THE LEGACY OF BILL GRAHAM
AUTHENTIC POSTERS
INCREDIBLE PHOTOGRAPHY!
Liner Notes

Rick Anderson - bass, vocals; Michael Cotten - synthesizers; Mingo Lewis - percussion, vocals; Prairie Prince - drums; Bill Spooner - guitar, vocals; Roger Steen - guitar, vocals; Re Styles - vocals; Fee Waybill - vocals; Vince Welnick - keyboards; Guest: Aynsley Dunbar - drums; Guest: Dick Bright - guitar, vocals on tracks 8 & 9

Dust off your imagination and buckle the fuck up—the Tubes are gonna pump the weirdness directly into your face whether you like it or not. With this cavalcade of characters, prepare for everything you've ever known to be obliterated, new wave-style.

If Frank Zappa directed community theatre, he may have come up with something as outrageous as the Tubes' thrift store satire. Ridiculous costumes, elaborate choreography, and a band capable of mastering and skewering any genre of popular music made this revue the premier live spectacle of the mid-to-late 1970s. Naturally, these antics proved nearly impossible to capture in the studio, but their on-stage reputation makes it difficult to deny their significance, then or now.
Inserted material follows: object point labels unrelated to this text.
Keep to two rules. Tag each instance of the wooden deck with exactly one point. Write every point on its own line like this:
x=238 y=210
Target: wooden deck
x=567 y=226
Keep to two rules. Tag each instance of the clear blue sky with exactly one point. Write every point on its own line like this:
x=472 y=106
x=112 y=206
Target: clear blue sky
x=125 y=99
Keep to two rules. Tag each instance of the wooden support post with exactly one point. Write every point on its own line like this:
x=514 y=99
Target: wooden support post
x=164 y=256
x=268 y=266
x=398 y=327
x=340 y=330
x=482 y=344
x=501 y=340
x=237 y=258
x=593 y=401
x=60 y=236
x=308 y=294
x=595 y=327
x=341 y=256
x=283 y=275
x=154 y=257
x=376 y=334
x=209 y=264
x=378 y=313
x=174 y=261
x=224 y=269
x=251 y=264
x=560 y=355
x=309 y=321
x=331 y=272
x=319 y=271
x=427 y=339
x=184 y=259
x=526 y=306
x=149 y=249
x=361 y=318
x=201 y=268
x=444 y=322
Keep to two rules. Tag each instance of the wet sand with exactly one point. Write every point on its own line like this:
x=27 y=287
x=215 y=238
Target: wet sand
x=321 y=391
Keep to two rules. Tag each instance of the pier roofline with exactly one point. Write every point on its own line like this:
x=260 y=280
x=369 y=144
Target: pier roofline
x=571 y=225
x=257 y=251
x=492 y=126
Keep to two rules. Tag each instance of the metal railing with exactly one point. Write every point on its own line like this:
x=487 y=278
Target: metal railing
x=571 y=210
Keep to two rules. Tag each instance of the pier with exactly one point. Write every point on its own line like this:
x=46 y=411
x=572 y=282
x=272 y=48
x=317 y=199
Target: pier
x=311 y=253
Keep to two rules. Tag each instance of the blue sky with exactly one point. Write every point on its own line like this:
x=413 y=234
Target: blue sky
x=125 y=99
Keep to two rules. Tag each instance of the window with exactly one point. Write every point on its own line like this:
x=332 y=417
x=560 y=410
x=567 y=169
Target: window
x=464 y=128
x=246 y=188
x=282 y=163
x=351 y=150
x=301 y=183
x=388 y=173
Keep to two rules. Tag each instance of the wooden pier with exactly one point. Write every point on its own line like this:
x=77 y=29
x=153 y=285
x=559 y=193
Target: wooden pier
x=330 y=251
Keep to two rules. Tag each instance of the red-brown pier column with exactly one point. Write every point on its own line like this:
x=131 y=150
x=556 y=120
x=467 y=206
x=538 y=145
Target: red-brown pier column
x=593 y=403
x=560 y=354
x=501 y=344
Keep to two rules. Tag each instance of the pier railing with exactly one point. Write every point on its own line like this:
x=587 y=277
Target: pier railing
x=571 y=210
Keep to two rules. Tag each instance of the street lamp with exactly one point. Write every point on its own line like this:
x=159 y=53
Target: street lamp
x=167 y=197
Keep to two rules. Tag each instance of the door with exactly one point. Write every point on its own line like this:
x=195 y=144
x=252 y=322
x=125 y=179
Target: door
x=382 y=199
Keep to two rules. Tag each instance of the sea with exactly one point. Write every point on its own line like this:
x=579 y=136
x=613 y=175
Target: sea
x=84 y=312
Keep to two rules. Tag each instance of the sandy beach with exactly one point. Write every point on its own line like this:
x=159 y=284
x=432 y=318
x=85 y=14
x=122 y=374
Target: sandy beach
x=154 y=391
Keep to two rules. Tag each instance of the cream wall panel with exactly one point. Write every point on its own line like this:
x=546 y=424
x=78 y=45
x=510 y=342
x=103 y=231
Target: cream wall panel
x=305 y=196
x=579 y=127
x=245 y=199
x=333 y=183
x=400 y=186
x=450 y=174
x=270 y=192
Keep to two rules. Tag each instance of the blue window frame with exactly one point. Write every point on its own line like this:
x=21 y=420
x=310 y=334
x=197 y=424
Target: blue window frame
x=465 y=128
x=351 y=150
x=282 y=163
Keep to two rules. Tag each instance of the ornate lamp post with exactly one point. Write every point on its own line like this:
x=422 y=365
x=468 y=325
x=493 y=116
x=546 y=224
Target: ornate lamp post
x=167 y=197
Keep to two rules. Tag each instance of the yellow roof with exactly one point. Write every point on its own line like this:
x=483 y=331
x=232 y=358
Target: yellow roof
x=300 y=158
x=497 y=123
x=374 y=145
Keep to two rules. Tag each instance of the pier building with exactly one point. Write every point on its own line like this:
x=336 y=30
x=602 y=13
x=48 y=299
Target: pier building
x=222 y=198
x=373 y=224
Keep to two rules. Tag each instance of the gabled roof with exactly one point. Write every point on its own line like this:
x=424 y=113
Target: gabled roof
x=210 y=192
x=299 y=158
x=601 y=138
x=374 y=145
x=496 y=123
Captured here during an incredible series of concerts leading up to the close of the Winterland in '78, the Tubes play like the building is being demolished around them that very night. A warm introduction from Bill Graham precedes opening favorite "What Do You Want from Life," which quickly dissolves into a late night info-mercial routine. From there, the band wastes no time featuring material from their then-forthcoming, Todd Rundgren-produced concept record, Remote Control, while still making enough room for crowd-pleasers like "Mondo Bondage" and "White Punks On Dope."

1979 would prove to be a tumultuous year, even for a group so well versed in chaos as the Tubes. Upon its release, Remote Control continued a commercially disappointing trend and the band was dropped from their label. Though they would sign a new deal and enjoy the greatest success of their career in the coming decade, the close of the '70s was a time undoubtedly fraught with uncertainty for Fee and his cohorts. But here they are, at the threshold of the unknown, as a bleak era wanes, fearlessly doing what they do best.